Southeastern drywood termites resemble other drywood termite species in appearance. Thus, these termites are best identified by the damage they cause to wood by chewing against its grain rather than with it. Drywood termites create oval-shaped, six-sided fecal pellets propelled via kick-out holes in the afflicted wood.
Drywood termites have wings roughly 7/16 inches in length, bright yellow to black, and clear to smoky gray. Soldier termites are similar to workers but have larger rectangular darker heads with well-developed jaws used to protect the colony. They are up to 3/8 inch long, wingless, white to grayish, and have white to yellowish-brown heads.
Drywood termites are named after their habitat. These species consume drywood or wood that has not been weakened by water. The wood that drywood termites consume also serves as their nest. Male and female drywood termites partner up to pick the wood they want to build their colony in.
Termites can be found throughout the coastal areas of Texas, with western spot infestations occurring in Uvalde, San Antonio, and Collin County to the north. When these infestations are identified, residents become quite concerned.
Drywood termites are enigmatic creatures. As they reside deep inside the wood buildings, they are only occasionally noticed when repairs are being made to afflicted homes. They are frequently referred to as swarmers since the adults have wings for flight, and are easily identified by their feces.
Drywood non-subterranean termites can be identified by their excreta pellets or frass. Only the ends of these hard pellets are spherical; the sides have six unique concave surfaces.
These termites need whole new techniques of management because they can do just as much harm as their subterranean counterparts. They eat doorframes, cabinets, and other wooden objects. Over time, these residential constructions may become weak and unstable due to the feeding, and may even collapse.

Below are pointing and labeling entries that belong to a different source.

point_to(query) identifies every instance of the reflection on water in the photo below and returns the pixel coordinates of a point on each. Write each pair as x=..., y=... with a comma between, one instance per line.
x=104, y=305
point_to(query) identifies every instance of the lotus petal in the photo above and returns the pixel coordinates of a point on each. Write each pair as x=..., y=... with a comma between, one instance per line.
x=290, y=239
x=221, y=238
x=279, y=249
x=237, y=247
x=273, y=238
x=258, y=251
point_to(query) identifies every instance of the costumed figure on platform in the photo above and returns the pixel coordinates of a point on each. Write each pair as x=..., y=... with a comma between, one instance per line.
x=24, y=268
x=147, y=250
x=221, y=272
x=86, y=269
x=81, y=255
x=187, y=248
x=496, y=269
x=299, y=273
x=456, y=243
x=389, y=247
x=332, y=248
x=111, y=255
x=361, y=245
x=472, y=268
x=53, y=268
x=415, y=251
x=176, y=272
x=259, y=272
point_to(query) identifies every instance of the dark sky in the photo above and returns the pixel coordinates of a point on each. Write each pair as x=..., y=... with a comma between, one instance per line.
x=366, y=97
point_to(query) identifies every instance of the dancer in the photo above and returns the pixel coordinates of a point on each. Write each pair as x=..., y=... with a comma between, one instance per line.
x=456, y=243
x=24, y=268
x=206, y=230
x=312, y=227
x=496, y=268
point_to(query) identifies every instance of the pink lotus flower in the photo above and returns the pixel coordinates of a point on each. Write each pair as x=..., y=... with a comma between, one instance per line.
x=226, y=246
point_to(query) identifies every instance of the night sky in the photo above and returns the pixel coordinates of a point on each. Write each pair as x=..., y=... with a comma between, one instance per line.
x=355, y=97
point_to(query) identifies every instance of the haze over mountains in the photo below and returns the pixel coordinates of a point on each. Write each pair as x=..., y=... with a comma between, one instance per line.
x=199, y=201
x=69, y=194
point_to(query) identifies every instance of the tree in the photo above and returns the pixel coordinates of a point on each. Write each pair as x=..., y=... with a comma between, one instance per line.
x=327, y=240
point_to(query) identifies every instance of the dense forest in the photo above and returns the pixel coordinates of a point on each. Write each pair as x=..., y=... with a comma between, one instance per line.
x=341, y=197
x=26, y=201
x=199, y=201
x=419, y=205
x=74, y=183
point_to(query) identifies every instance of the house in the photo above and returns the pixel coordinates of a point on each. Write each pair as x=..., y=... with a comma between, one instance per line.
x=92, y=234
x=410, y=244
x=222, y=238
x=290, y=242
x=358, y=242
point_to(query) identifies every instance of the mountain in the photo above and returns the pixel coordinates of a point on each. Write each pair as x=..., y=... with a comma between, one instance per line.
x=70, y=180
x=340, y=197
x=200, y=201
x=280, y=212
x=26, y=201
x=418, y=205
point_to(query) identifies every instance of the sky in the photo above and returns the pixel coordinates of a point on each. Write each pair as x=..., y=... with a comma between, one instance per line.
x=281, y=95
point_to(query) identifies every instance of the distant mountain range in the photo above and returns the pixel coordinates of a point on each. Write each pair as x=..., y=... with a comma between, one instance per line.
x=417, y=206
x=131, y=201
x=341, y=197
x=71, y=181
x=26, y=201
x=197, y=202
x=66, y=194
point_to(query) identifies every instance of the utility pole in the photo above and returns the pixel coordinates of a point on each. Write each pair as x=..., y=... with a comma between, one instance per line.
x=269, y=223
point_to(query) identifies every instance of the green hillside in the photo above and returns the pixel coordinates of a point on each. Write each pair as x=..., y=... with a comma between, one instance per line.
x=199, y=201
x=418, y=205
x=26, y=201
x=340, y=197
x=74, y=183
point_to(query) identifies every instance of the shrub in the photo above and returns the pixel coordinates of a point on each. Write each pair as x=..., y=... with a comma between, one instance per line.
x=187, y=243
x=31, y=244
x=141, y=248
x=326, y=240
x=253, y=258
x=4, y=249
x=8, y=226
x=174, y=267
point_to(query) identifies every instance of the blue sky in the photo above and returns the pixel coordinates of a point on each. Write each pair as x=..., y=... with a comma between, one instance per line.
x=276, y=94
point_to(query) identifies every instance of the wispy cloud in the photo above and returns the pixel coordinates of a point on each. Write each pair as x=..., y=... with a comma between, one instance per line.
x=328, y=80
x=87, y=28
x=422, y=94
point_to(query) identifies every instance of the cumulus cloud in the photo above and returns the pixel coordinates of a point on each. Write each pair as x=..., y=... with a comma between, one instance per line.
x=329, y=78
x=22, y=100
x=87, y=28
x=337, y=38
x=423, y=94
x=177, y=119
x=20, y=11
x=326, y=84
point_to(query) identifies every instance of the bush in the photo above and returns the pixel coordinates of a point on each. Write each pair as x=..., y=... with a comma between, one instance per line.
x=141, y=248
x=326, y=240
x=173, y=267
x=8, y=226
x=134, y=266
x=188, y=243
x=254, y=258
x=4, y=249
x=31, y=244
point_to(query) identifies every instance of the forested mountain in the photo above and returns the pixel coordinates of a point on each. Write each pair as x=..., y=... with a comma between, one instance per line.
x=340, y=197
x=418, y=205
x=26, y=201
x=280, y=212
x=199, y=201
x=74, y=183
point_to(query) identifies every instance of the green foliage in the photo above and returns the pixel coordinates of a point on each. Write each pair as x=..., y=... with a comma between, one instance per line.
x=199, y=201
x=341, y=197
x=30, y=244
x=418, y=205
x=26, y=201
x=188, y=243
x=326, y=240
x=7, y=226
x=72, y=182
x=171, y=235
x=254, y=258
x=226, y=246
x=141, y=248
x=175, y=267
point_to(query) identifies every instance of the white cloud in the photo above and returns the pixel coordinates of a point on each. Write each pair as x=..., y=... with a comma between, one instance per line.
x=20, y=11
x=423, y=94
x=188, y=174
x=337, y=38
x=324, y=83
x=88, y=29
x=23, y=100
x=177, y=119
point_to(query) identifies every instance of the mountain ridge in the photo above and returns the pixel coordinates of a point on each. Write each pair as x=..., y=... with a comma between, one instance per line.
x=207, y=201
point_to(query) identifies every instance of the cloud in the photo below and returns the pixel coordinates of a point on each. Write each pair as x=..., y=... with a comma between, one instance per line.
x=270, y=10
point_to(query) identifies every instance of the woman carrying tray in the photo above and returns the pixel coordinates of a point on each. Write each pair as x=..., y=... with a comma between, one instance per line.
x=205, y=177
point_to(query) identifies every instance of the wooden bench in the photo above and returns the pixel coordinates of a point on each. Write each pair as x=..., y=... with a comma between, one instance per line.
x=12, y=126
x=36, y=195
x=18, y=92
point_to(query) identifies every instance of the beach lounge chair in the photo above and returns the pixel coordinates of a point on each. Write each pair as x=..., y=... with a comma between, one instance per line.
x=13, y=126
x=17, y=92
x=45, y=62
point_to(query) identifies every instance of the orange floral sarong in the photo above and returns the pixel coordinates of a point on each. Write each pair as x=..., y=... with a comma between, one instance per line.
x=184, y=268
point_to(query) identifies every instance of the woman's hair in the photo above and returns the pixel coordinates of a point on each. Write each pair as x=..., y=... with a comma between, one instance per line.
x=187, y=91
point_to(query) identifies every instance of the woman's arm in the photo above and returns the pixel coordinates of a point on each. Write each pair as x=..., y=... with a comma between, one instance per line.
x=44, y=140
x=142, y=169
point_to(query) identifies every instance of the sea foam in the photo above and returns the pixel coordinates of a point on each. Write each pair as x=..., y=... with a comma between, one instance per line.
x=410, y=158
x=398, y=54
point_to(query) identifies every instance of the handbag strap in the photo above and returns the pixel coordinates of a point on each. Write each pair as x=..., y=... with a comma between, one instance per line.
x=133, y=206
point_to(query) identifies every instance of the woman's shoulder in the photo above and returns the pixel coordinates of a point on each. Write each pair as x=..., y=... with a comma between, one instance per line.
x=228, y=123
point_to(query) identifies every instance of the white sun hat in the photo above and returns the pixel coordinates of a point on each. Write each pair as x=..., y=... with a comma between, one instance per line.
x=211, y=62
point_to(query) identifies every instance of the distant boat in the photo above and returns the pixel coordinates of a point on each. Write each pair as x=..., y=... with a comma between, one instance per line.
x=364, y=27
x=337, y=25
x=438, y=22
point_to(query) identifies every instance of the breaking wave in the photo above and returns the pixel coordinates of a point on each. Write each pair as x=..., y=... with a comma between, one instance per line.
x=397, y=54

Drywood termites could attack any wood product. Buildings’ structural timbers and carpentry, as well as furniture and other wood items, are all susceptible to damage. While these termites can cause significant harm to structures and other wood products in some parts of the United States, they are typically less dangerous than subterranean termites because they are less common. A typical drywood termite colony only has about 10,000 termites, compared to a typical subterranean termite colony’s capacity of over 500,000.
Nevertheless, termites are medically harmless to humans.
How to Get Rid of Southeastern Drywood Termites
Installing cellulose baits around your property will draw termites, who will then be given poison to bring back to the rest of the colony, where they will be eliminated one by one. Termites on your property can be tracked and treated with bait stations, preventing them from getting inside your house.